Civil Society

The Delay Of Marriage Equality Is An Act Of Indulgence

By New Matilda

August 12, 2015

The theatrical squawks over marriage equality yesterday, like the whole debate on same-sex marriage in this country, only serve to obfuscate the fact that equality is a matter of rights, not conscience, and to unfairly indulge the minority of curmudgeons still standing in the way.

The Prime Minister effectively ‘branch stacked’ the possibility of a successful bill for marriage equality by inviting the National party — which is more closely aligned with his feelings of ‘threatened-ness’ towards queer people than his own party — to debate whether Coalition MPs could side with their conscience on same-sex marriage in Parliament.

Tony Abbott could have left the Nationals out, which seems to have been what political commentators and rivals expected he would do, although he cleverly made a number of conflicting claims before the election.

Now, marriage equality is back off the cards for the foreseeable future.

The thing is, everyone knows it’s going to happen. It’s just that certain conservative and religious elements in society are putting it off, crushing on some other peoples’ happiness for that little bit longer.

If you’re queer, that’s a pretty dispiriting process to watch, but it is interesting to see how short the straws some Parliamentarians are clutching at have become.Contortions going on in parts of the Liberal party are getting pretty wild.

Just last month, though, National Party Deputy Whip George Christensen of Reclaim Australia fame got away with suggesting that the momentum driving a push for Australia to follow the US on legalising same-sex marriage was somehow equivalent to suggesting we should also demand the right to bear arms.
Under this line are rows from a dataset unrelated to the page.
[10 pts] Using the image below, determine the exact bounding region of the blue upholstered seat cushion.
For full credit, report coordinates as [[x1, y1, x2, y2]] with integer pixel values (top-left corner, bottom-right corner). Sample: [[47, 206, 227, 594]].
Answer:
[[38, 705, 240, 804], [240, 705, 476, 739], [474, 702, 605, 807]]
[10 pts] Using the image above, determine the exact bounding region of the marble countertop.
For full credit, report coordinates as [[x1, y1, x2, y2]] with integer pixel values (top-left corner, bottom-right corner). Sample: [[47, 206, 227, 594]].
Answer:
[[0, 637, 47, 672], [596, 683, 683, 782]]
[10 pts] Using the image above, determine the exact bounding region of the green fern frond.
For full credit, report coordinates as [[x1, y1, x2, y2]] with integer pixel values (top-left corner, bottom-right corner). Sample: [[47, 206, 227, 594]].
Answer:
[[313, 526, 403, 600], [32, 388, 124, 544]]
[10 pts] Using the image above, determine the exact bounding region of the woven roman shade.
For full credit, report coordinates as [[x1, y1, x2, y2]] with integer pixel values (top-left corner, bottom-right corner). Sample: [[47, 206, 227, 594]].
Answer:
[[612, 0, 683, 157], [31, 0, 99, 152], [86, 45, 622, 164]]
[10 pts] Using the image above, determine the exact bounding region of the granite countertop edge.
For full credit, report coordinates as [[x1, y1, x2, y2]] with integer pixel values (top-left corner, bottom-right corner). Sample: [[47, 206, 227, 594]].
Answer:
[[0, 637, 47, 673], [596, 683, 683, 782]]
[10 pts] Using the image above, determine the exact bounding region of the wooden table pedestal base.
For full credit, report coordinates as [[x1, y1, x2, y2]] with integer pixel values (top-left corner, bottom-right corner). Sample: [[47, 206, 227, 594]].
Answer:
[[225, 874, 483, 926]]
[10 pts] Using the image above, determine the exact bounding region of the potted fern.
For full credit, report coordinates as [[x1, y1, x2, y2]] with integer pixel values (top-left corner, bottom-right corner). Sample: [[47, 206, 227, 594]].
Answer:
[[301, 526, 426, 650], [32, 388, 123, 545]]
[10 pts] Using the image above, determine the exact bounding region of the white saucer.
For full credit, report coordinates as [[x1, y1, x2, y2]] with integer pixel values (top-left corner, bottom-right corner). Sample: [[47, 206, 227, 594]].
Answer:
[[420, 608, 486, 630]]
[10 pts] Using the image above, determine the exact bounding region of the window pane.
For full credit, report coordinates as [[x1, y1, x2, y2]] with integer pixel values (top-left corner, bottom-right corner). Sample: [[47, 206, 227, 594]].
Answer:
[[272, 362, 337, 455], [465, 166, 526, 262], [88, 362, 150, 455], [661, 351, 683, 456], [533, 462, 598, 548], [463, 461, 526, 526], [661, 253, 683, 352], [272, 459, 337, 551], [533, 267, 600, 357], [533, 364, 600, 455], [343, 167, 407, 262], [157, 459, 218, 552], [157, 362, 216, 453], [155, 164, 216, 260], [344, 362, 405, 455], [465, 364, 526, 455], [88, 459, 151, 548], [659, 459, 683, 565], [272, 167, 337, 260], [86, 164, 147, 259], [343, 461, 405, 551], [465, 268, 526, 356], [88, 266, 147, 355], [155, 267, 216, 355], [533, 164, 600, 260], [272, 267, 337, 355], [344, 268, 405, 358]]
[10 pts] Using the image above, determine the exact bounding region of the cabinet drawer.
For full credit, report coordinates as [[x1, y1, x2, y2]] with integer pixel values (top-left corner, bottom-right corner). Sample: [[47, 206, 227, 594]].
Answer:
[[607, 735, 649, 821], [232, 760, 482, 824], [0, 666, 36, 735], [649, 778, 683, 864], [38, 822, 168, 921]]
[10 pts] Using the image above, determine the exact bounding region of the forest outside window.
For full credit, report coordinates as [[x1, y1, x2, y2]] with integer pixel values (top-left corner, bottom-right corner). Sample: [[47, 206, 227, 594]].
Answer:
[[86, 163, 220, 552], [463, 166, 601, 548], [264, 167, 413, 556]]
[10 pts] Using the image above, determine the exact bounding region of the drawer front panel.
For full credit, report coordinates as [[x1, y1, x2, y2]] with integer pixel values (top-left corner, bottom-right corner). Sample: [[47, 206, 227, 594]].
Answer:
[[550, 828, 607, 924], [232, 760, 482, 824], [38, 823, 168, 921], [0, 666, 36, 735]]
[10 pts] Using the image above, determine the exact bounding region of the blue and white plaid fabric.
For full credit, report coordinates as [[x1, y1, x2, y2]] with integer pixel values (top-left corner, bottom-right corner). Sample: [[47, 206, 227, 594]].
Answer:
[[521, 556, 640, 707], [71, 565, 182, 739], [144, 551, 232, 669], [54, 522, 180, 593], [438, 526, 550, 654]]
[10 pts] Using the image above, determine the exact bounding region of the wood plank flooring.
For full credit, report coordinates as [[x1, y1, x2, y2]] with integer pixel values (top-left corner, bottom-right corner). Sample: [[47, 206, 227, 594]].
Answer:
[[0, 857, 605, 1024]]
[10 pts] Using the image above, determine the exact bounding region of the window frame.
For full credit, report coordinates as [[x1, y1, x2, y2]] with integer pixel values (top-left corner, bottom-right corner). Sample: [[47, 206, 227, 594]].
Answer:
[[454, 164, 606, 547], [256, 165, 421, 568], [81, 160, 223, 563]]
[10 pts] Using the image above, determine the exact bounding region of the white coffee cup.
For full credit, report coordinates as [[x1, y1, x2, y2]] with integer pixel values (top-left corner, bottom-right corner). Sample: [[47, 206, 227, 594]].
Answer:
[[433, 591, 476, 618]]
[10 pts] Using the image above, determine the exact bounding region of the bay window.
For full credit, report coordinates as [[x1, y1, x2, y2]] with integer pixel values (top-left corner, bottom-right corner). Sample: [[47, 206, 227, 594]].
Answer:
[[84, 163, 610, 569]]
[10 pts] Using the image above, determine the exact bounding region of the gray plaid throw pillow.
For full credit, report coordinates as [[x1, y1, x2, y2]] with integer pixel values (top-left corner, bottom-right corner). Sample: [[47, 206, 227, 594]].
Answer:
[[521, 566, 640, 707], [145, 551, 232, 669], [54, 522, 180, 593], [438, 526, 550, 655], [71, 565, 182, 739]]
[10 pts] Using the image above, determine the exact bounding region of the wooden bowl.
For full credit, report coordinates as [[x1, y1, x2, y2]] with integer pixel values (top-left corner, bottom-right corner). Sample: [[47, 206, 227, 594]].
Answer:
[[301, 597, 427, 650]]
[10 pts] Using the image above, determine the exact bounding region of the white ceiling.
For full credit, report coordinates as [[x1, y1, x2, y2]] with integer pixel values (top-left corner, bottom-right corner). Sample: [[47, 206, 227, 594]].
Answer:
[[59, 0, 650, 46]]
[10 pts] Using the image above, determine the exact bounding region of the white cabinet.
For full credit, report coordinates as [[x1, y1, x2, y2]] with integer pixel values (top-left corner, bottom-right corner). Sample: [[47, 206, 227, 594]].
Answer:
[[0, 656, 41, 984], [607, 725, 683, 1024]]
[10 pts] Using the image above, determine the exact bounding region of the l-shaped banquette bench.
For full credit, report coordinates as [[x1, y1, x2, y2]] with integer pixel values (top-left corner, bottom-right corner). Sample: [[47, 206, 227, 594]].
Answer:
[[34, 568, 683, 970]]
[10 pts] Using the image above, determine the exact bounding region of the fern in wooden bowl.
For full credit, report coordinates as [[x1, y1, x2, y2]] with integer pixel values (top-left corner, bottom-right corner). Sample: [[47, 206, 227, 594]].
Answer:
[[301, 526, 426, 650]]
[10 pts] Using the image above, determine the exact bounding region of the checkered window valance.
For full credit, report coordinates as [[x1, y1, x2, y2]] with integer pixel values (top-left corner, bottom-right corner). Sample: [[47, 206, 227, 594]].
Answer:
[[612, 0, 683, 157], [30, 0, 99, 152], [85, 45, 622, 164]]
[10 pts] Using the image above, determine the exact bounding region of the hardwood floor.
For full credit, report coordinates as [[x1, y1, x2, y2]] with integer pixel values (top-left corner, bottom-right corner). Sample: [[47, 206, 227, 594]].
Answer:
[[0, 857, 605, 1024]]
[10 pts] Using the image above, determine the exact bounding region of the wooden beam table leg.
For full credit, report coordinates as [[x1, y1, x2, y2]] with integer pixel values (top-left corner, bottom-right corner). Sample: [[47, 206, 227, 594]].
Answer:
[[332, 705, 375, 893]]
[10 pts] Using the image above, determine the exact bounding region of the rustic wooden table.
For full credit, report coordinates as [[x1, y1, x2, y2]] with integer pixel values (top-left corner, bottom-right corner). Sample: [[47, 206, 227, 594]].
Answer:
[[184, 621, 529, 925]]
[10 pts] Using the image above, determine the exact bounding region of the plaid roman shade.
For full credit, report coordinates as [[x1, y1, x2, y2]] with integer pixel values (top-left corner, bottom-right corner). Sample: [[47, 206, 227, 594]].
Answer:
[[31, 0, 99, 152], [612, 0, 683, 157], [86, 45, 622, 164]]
He did apologise, though, after a backlash from his constituents. When Ireland had ushered in marriage equality the month before — through a referendum in which the heavily Catholic country overwhelmingly supported recognising gay couples as, y’know, equal, Christensen managed not to put his foot in it.

 

An apology I extend to constituents of Dawson on Twitter. pic.twitter.com/Y6zqTidKp1

— George Christensen (@GChristensenMP) June 29, 2015

 

Yesterday, after a six-hour debate, the expanded National-Liberal party room meeting, including Christensen, voted not to allow a conscience vote on marriage equality. Abbott is now proposing a plebiscite after the next election.

Last month, Labor took an admirable step towards full support for same-sex marriage at its National Conference, committing to a binding vote in two Parliaments time. Rainbow chests are at full puff.

Of course, it’s only because the views of some Liberal and National party Parliamentarians are so archaic that Labor is able to pretend that putting off binding ALP members to voting in favour of marriage equality is some great progressive cake.

But they can’t have their cake and eat it too. Why is it that in four-or-so years the moral, ethical and equitable principles around same-sex marriage will be different? Why will it then be reasonable to force Labor politicians to vote (possibly ‘against their conscience’) in favour of the bill for marriage equality?

It’s a rubbish argument and a non-sequitur. The notion, which Labor has now committed to, that even-handed morality will compel the party to extend full support for marriage equality in a couple of years is pure politics.

Labor knows it can hedge a bit to the left of the Coalition on this, claim the faux moral high ground, and deal with its recalcitrant elements when pressure activists are currently applying to LNP members forces a change in conservative machinations.

I was at a talk a few years ago where former union boss and Labor heavyweight Paul Howes quite rightly came out and declared that marriage equality was not, as all of these political theatrics assume, an issue of ‘conscience’, but an issue of peoples’ commitment to equality, secularity of state and logic without prejudice.

Christine Forster, Tony Abbott’s sister and fellow Liberal, was there, and she explained what she’d been doing to build support for marriage equality in conservative circles.

As a queer woman she was frustrated, but didn’t doubt the steadily mounting pressure in support of same-sex marriage would overwhelm Marriage Act man-and-woman purists. Greens Senator Sarah Hanson-Young, Independent New South Wales MP for Sydney Alex Greenwich, and Howes all agreed it was only a matter of time, and probably not a long time.

It shouldn’t be a matter of time, though.

The idea that there will soon be some moral compulsion for current opponents to marriage equality to buckle under and stop obstructing change betrays Labor's hypocrisy and exemplifies what's wrong with the debate.

Labor's position is predicated on the assumption that there is no credible moral argument against same-sex marriage which, of course, there isn’t. It has the effect of emboldening right-wingers who spew increasingly ludicrous and disrespectful arguments under the cover of their 'conscience'.

The more than 70 per cent of voters who understand this shouldn’t have to wait around and indulge this period of purgatory for often religious Parliamentarians (of both stripes) determined to stand stubbornly in the way for another few years.

Nobody is suggesting religious movements should be forced to unwillingly officiate same-sex marriages. There is no credible moral argument against marriage equality, and in a secular state it’s well and truly time for the obstructionists to suck it up and stop impinging on other people’s rights.